La décolonisation en Afrique et en Asie s’est réalisée sous l’impulsion de la déclaration des Nations Unies de 1960 octroyant aux peuples colonisés un droit à l’autodétermination externe. L’indépendance s’est faite souvent à l’initiative du pays colonisateur, parfois suite à un soulèvement ou pour éviter une révolte de la population locale. La plupart du temps, les négociations se sont enclenchées sous l’impulsion d’une alliance de groupes ou de mouvements favorables à l’indépendance travaillant de concert malgré leurs différences. Dans certains cas, comme celui des pays de l’Afrique de l’Ouest, on est passé par une courte étape d’autonomie (1958-1960), le colonisateur français gardant un temps ses compétences dans la défense, la diplomatie, la monnaie et le commerce extérieur. Dans d’autres cas, on a tenu un référendum, généralement pour adopter une constitution confirmant l’accession du pays à l’indépendance.
Les cas récents de sécession en Europe, suite à la dislocation de l’empire soviétique, l’éclatement de la Yougoslavie et le « divorce de velours » en Tchécoslovaquie ont causé certaines surprises. Selon l’expert en droit international James Crawford (1979, 2007), on oublie souvent que « la sécession a été, jusqu’à ce siècle, le mode le plus marquant, et également le plus habituel de création de nouveaux États ». En fait, depuis 1945, date de la création de l’ONU, le nombre d’États membres a plus que doublé pour atteindre 193. En Europe seulement dans les 30 dernières années, 11 nouveaux pays indépendants ont fait sécession d’un État plus large (voir figure 12).
Tous ces cas récents de sécession par la voie démocratique en Europe ont plusieurs points en commun avec le Québec. Ils se situent dans des pays économiquement avancés. La plupart des pays sont passés directement de membre d’une fédération, à un statut d’État indépendant, sans nécessairement passer par un accroissement de leur autonomie comme statut intermédiaire. Plusieurs de ces pays ont atteint l’indépendance par simple vote majoritaire de leur parlement élu par la population. Par la suite, on assiste souvent à un référendum de ratification.

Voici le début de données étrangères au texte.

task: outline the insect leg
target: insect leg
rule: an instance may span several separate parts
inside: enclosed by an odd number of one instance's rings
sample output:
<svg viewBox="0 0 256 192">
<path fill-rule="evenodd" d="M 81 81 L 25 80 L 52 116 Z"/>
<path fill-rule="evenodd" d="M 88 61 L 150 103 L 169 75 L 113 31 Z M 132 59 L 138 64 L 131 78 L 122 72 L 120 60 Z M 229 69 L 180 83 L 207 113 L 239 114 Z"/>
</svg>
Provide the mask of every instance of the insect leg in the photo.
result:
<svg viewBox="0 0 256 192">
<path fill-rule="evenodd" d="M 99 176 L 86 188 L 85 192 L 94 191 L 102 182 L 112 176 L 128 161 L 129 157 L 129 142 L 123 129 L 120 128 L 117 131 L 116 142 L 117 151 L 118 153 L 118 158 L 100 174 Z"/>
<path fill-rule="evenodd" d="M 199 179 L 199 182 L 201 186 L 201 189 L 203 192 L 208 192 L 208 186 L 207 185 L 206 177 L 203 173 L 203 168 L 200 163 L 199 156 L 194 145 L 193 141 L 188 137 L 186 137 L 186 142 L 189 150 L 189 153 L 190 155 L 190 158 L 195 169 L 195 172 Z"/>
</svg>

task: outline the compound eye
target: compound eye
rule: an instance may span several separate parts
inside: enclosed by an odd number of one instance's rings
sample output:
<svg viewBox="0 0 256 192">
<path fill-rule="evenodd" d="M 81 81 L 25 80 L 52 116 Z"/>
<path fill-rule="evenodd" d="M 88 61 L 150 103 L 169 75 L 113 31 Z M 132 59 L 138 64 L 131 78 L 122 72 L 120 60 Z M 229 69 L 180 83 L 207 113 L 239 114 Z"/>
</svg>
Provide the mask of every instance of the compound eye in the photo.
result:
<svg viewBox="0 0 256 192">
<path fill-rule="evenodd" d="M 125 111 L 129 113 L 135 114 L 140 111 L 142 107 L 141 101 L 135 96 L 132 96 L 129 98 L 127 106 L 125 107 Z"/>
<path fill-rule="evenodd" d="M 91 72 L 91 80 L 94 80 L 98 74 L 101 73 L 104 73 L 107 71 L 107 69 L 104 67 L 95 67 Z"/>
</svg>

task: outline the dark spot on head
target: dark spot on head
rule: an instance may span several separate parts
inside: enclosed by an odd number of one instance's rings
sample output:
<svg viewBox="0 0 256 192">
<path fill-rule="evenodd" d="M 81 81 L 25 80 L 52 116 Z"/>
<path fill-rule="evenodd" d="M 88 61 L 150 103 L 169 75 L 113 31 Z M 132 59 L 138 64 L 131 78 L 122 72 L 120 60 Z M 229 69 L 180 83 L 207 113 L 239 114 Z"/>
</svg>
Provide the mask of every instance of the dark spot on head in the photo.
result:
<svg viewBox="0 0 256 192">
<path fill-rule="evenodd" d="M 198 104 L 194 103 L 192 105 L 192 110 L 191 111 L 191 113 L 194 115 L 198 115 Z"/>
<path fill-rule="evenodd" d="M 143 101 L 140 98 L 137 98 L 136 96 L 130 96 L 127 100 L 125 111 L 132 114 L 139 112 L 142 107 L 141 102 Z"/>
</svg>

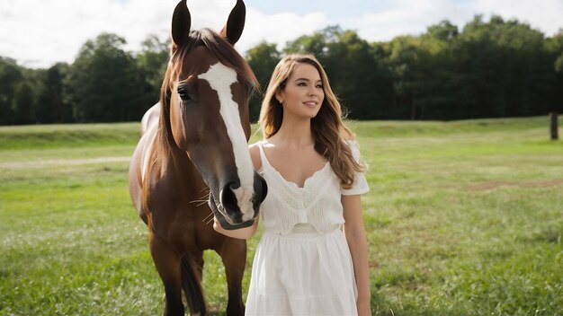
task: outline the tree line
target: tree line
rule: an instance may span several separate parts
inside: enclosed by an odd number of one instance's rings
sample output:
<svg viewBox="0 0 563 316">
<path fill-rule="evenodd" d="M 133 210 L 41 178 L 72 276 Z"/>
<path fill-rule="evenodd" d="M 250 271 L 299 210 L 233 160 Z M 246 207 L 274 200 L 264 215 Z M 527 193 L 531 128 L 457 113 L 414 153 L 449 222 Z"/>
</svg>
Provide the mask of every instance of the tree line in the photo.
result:
<svg viewBox="0 0 563 316">
<path fill-rule="evenodd" d="M 149 35 L 137 53 L 103 33 L 72 64 L 28 69 L 0 57 L 0 125 L 139 120 L 158 101 L 169 40 Z M 286 44 L 262 42 L 246 60 L 262 92 L 286 54 L 315 55 L 348 118 L 461 119 L 563 112 L 563 29 L 548 38 L 517 20 L 481 15 L 460 31 L 449 21 L 421 35 L 368 42 L 356 31 L 327 27 Z"/>
</svg>

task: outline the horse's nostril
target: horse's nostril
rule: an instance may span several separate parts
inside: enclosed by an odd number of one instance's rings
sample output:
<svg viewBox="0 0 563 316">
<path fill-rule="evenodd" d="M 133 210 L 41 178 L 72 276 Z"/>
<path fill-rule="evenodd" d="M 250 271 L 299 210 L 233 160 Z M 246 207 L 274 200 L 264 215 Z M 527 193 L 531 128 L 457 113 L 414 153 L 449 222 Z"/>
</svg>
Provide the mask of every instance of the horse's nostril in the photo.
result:
<svg viewBox="0 0 563 316">
<path fill-rule="evenodd" d="M 238 207 L 237 204 L 237 197 L 235 197 L 233 189 L 239 187 L 240 184 L 237 186 L 236 182 L 231 182 L 230 184 L 226 185 L 221 190 L 220 201 L 228 213 L 232 213 L 233 210 L 236 210 Z"/>
<path fill-rule="evenodd" d="M 228 188 L 231 190 L 235 190 L 235 189 L 240 188 L 240 181 L 239 180 L 236 180 L 236 181 L 230 182 L 230 184 L 228 185 Z"/>
</svg>

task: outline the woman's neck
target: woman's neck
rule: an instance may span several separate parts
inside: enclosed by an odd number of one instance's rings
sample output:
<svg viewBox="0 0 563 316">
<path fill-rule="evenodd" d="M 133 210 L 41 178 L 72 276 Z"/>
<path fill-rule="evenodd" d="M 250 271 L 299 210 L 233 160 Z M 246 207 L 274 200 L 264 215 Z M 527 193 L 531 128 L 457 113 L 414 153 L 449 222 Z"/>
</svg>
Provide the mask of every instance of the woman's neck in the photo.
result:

Ces nouveaux pays se sont détachés d’un État jouissant d’une reconnaissance internationale, que la constitution de cet État ait prévu ou non le droit de sécession des États membres. La plupart de ces nouveaux États ont ensuite été reconnus rapidement par la société internationale comme membre des Nations-Unies. Ils ont adhéré à diverses associations d’États souverains tels que l’Union européenne, l’OCDE, le Conseil nordique ou l’OTAN.
En Europe toujours, l’Écosse, la Catalogne et la Flandre aspirent largement à l’indépendance par rapport au pays qui les englobe actuellement. Ce sont des nations qui partagent avec le Québec plusieurs caractéristiques. Ce sont des sociétés dotées d’un intense vouloir-vivre collectif, possédant toutes les caractéristiques d’une nation, s’intégrant autour d’une langue commune différente du pays qui les englobe (sauf dans le cas de l’Écosse) et d’une culture distincte solidement enracinée. Elles disposent d’un gouvernement national dont l’autonomie a été conquise progressivement par des luttes politiques contre l’État central, grâce aussi à une émergence de plus en plus forte des institutions de la société civile. Au sein des quatre États, on retrouve plus d’un parti prônant l’indépendance, ce qui est également le cas au Québec.
À travers ce bref regard sur l’émancipation des peuples au cours de l’Histoire, l’indépendance du Québec apparaît tout le contraire d’un « crime contre l’histoire du genre humain » (selon des paroles attribuées à l’ancien premier ministre canadien P. E. Trudeau, le 22 février 1977). C’est une aspiration normale, inscrite dans l’histoire de l’humanité, par laquelle la plupart des nations se donnent les moyens d’agir par eux-mêmes, tout en apportant leurs propre contribution, irremplaçable comme celle des autres nations, à l’avenir de l’humanité.